Сидевший перед ним на корточках Ратко
потянул за шнурок на шее хазарина и сорвал
амулет. Мишка совершенно четко разглядел
– это был крест! Значит, хазарин был крещеным!
Чего-чего, а такого развития событий Беловский
не мог и предположить. Что же теперь делать?
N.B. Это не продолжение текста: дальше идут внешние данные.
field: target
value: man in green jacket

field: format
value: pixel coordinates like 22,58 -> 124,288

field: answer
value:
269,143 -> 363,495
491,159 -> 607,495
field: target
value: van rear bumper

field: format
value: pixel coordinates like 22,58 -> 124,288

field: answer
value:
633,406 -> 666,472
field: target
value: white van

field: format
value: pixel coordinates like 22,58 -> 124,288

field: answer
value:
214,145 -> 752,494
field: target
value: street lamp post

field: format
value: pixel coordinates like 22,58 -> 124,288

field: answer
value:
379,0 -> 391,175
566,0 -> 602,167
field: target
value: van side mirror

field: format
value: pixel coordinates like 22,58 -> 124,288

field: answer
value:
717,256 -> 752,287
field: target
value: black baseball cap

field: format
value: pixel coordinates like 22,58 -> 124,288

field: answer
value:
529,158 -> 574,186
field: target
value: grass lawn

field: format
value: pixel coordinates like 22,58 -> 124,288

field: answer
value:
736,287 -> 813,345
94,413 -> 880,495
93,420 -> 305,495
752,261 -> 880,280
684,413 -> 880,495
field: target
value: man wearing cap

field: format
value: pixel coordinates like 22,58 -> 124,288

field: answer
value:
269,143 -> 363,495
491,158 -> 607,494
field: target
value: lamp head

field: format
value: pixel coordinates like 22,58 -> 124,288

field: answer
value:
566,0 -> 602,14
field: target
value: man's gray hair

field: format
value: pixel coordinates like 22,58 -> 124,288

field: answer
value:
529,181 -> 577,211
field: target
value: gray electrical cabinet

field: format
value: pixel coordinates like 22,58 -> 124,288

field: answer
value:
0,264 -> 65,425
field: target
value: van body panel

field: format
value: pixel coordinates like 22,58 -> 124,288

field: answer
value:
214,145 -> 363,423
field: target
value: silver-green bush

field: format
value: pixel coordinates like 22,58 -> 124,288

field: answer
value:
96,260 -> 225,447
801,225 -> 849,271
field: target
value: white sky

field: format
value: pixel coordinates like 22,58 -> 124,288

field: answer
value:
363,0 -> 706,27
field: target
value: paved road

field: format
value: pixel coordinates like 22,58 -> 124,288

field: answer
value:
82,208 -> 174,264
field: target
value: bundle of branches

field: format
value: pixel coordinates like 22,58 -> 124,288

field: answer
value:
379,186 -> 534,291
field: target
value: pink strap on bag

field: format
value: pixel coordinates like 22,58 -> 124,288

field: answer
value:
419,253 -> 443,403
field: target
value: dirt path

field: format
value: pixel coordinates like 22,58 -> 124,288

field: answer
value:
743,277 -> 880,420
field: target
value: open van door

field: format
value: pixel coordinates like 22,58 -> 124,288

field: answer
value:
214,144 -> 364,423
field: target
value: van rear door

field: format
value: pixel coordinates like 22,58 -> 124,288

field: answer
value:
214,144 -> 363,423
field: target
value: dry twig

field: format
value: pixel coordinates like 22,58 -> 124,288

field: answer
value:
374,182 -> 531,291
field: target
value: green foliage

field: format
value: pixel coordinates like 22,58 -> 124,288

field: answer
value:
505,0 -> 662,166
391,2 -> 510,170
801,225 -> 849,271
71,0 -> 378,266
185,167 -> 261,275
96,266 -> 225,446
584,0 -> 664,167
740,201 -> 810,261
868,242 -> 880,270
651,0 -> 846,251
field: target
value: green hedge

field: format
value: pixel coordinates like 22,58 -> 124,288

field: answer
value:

Пока он валялся со скрученными за спиной
руками и сдувал налетевших на запах крови
слепней, он придумал легенду о своем происхождении
и историю о том, как он попал сюда. Доказывать
то, что он такой же русский, как и другие,
было бессмысленно. Слишком мало он знал
их жизнь. Поэтому необходимо было прикинуться
русским, бегущим из плена, в который попал
еще в детстве. Таким образом, можно объяснить
и знание языка, и отсутствие бытовых и
культурных навыков. Он уже все обдумал
и только ждал, когда Ратко приступит к
нему с расспросами.
К хазарину он относился как к однозначному
врагу своих предков. Поэтому его судьба
Мишку совсем не интересовала. Более того,
после убийства безоружных гребцов он
тоже испытывал к лысому ненависть и отвращение.
Но, узнав о том, что тот христианин, у Мишки
появилось чувство обязательства перед
братом во Христе, который сейчас должен
принять страшную, мученическую смерть.
Правда, он будет страдать вовсе не за
Христа, а за собственные преступления,
но все равно судьба пленника стала небезразличной.
Да и горькие молитвы, нужно признаться,
тоже тронули Михаила. Может, хотя бы попытаться
помочь ему умереть менее лютой смертью?
Хотя сострадание, жалость, помощь – первое
нарушение правил троянца! Но что изменится,
если этот христианин умрет другой смертью?
Ведь жизнь этого хазарина на этом все
равно закончится, и он больше не будет
фигурировать во времени. Так какая же
разница? Ничего не изменится!
С этой мыслью он решительно вторгся в
историю Х века.
– Ратко, – выдавил из себя Мишка, – Ратко,
я понимаю хазарина!
Все обернулись и посмотрели на Беловского.
– Так чего же ты молчишь? Как тебя зовут?
– Мишка Беляк.
– Что за имя такое, русский ли ты?
– Беляком моего отца звали, а Мишкой в
плену хозяин назвал. Михаил я. Нерусское
это имя. Так меня и зовут всю жизнь, и наши
тоже.
– Так ты из полона? Откуда?
– Сейчас из Саркела.
– И много там русских?
– Много, очень много! И не только русских,
но и других словян. И дулебов, и ляхов,
и моравы, и даже лужан. Мы все вместе в
рабстве держались.
– Развяжите его! Почему сразу не рассказал?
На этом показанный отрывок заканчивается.